Well, the new head is installed and it is a great improvement. It's not perfect, though. The C string weirdly sounds like it's emanating from the bottom of a barrel (Does that make sense?). It also buzzes ever so slightly. I took off the resonator and put a couple of sponges under the rods close to the neck, and that really helped. Didn't completely cure it though, but I guess I can live with it now. The other strings sound much better than before now, and that "plasticy" sound is gone. Yay! Everyone, thanks for your suggestions and encouragement!






It sounds to me like your head is not at its optimal tension. That may not be why the C string sounds like it's coming from a barrel (wine barrel or beer barrel?) but it could certainly account for the buzzing.



I'd try tightening the head a bit more, which may raise that C string enough to stop the buzz and even fix the other problem.

Veerstryngh Thynner - Posted - 05/01/2019:  00:27:44


I had the reverse with my "Morris" tenor. Its original timbre and tone, upon purchase, warmer and deeper than usual, for a tenor banjo. Still quite a stretch from Ome's richness, true, but pleasantly striving towards Ome's nonetheless.

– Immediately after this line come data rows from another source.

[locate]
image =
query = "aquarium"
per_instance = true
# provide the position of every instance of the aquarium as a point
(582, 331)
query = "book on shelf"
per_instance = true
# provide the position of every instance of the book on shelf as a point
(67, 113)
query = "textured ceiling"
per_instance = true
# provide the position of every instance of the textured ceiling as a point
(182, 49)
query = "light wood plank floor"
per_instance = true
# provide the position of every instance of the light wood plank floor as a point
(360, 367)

However, wear and tear made the original head collapse, during a series of gigs in the south of France, decades ago. And a new head, obtained with considerable difficulty and applied somewhat inexpertly, changed warm and deep to something rather more metallic and, somehow, much "tighter"  overall, overnight.



It's only of recently that I have some of the original warmth back - which came about by simply slackening the head a bit. So to me, George's advice looks well worth following, since his banjo issue diagnoses are habitually spot-on, in my experience.